Pensou seriamente em procurar pessoalmente o juiz para conversar. A ideia não lhe agradava nem um pouco, mas precisava deixar a sua antipatia de lado e tentar unir as forças.

Afinal, Steametrópolis estava em jogo.

Como já imaginava, foi tudo em vão. O arrogante juiz Tomaz Shutter não quis recebê-la. Como nunca aceitava um não como resposta, invadiu o seu tribunal e falou sobres os acidentes. Resultado, foi presa e levada a julgamento!

Toda a cidade ficou sabendo do suposto julgamento da Senhorita Engenhoca. Ela foi acusada pelo próprio juiz de tentar acabar com ele e com a cidade. Para deixar a situação ainda mais difícil, seus amigos Engenho Queiros também foram presos.

O juiz propôs um certo acordo a ela. Seus amigos seriam libertados, caso ela admitisse que foi ela a culpada dos tais acidentes. Aquilo foi demais até mesmo para ele.

_ Não posso assumir o erro de outra pessoa! Enquanto estamos aqui perdendo tempo, tem algum maluco lá fora destruindo a cidade e matando gente inocente!

_ Seus amiguinhos também são inocente... vai deixá-los apodrecendo na prisão, pelo erro de outra pessoa?

Aquilo era golpe sujo. Mas não tendo outra opção, aceitou o acordo e ainda por cima, foi obrigada a assumir os atentados diante de todos.

No momento em que o juiz Shutter ia bater o seu martelo, declarando a sentença, apareceu Larissa em sua cadeira de rodas, protestando contra aquele injusto julgamento. Depois de anos vivendo nas sombras, ela resolveu desafiar o avô para salvar a sua melhor amiga.

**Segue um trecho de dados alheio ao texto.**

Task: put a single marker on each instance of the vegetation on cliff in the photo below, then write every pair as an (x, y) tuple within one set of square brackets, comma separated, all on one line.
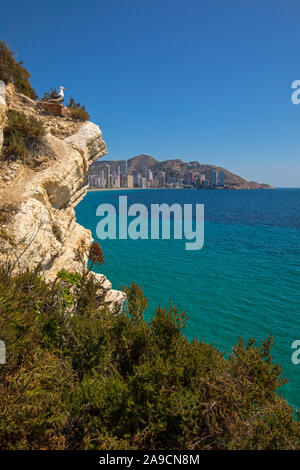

_ Como ousa me desafiar Larissa?

_ O seu julgamento é injusto, como todos os outros! Não foi ela! Eu sei quem foi!

Atrás dela, veio sua prima Carlota. Ela não disse nada, por conta de sua prótese. Como sempre Larissa teve de falar por ela.

_ Ela negociou com um grupo de mercenários, vítimas de seus julgamentos, para acabar com o senhor. E para isso, resolveram acabar com a cidade da qual o senhor tanto gosta de mandar. Nos largou a própria sorte e ela decidiu se vingar. 

Todos se comoveram com a atitude das meninas. Apesar de não concordarem com aquela vingança, a cidade em peso perdoou os erros Carlota, principalmente Nancy.

Até porque, ela e Larissa já haviam sido condenadas a terem um avô com aquele!